Accordingly, when you are in the “absorptive phase” you will give an artificially high breath sample that is not indicative of your true BAC, but believe me, the State of Missouri will attempt to use ANY breath test above 0.08% as a valid indicator of your BAC at the time you were driving.

Nearly 90% of consumed alcohol is absorbed into your body within 1 hour, and nearly all alcohol within 1.5 hours, although 3 hours may be required for complete absorption in some individuals.

Many factors have to be taken into consideration in calculating how quickly you will fully absorb alcohol: your body weight, your sex, your general health, your body fat content, your metabolism, the quantity of food in your stomach, when you last ate, the type of food you ate, the amount of alcohol you consumed, the type of alcohol you consumed (percentage by volume), when your drinking began, when your drinking stopped, and your overall, alcohol consumption history.

The main point is, until the alcohol is absorbed in various ways by your body, if you were given a breath test during this absorption phase, an artificially high breath test reading will occur, as your actual blood alcohol content (which of course no one is bothered to actually measure at any time) is lower than what the breath testing machine is claiming it is at the time of the test not at the time you were driving.

You should be aware that you have the right to remain silent—exercise it!

When you are read your Miranda warning at the station, they will ask you what you had to eat, what you had to drink, if you are “under the influence,” etc.
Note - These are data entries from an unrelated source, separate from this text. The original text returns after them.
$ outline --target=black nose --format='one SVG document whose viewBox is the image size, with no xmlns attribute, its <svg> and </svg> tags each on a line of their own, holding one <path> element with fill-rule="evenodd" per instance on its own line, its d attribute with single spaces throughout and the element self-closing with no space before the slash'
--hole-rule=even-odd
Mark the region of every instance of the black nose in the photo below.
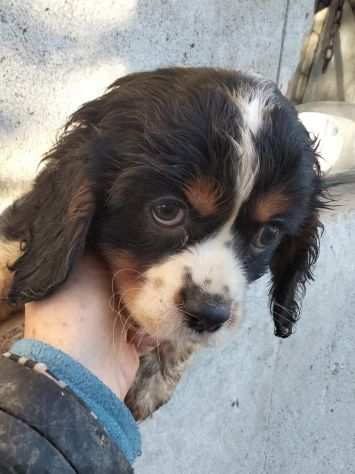
<svg viewBox="0 0 355 474">
<path fill-rule="evenodd" d="M 231 311 L 229 303 L 186 301 L 184 311 L 188 325 L 197 332 L 214 332 L 228 321 Z"/>
</svg>

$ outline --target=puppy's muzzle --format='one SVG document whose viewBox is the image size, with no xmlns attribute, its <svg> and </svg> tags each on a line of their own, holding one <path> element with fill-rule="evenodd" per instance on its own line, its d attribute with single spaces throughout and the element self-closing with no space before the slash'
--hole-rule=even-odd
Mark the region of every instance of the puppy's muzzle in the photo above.
<svg viewBox="0 0 355 474">
<path fill-rule="evenodd" d="M 182 291 L 182 310 L 188 326 L 196 332 L 215 332 L 228 321 L 232 304 L 222 295 L 187 288 Z"/>
</svg>

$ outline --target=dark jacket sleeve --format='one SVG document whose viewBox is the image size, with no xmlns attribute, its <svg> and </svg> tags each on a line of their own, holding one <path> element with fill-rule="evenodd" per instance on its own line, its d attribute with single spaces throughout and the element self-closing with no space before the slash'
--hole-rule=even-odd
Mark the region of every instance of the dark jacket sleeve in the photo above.
<svg viewBox="0 0 355 474">
<path fill-rule="evenodd" d="M 133 469 L 90 410 L 54 379 L 0 357 L 0 473 L 126 474 Z"/>
</svg>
Don't answer any questions, even if they look harmless on their face. If they are asking it, they intend to use the information against you later.

Alcohol Distribution

Once alcohol is absorbed in your body through your bloodstream in a Missouri DUI / DWI case, it is distributed through your body until it is eliminated.

The distribution generally goes from your mouth to throat to esophagus to stomach to small intestine to portal vein to liver to right side of the heart to lungs to left side of the heart into the blood into the extremities (including the brain) to portal vein with re-circulation through the liver continuing until elimination.

Alcohol Elimination

Alcohol is eliminated from your blood, mostly by your liver, through metabolism, excretion, and evaporation. During the alcohol elimination phase, your blood alcohol content will be higher than your breath alcohol content.

Your breath alcohol concentration is higher than blood alcohol concentration while the alcohol is being absorbed, and then the inverse is true once the alcohol is in your bloodstream and being distributed/eliminated by your body. Alcohol tolerance in alcoholics drastically affects the “burn off” of alcohol or the actual alcohol elimination rate.

As discussed above, a BAC result on a breath test will only be evidence of your intoxication level at the time you gave a breath test, not at the time you were actually driving. To overcome this, the state will often have a toxicologist as a witness that will perform what is called “retrograde extrapolation.”

An expert utilizing “retrograde extrapolation” will attempt to guess what your BAC might have been at the time you were driving based on the number of drinks, when you stopped drinking, what you ate, and the amount of time between when you were stopped and when you gave the breath test after you were arrested.

Of course, there is conjecture and speculation—but it is often enough to convict you or suspend your driver's license. Even assuming the information is 100% accurate the expert is plugging into the equation (and of course it can't be) retrograde extrapolation cannot give a specific BAC at the time you were driving—only a guess.

It is the least effective in determining your BAC where you are in the absorptive phase at the time you were arrested (i.e.—you have drinks for the road on a full stomach, delaying the alcohol absorption, you are stopped, arrested, and then breath tested sometime later at the time the alcohol is then hitting your bloodstream after driving—giving good evidence that you were below 0.08% BAC in many cases at the time you were driving).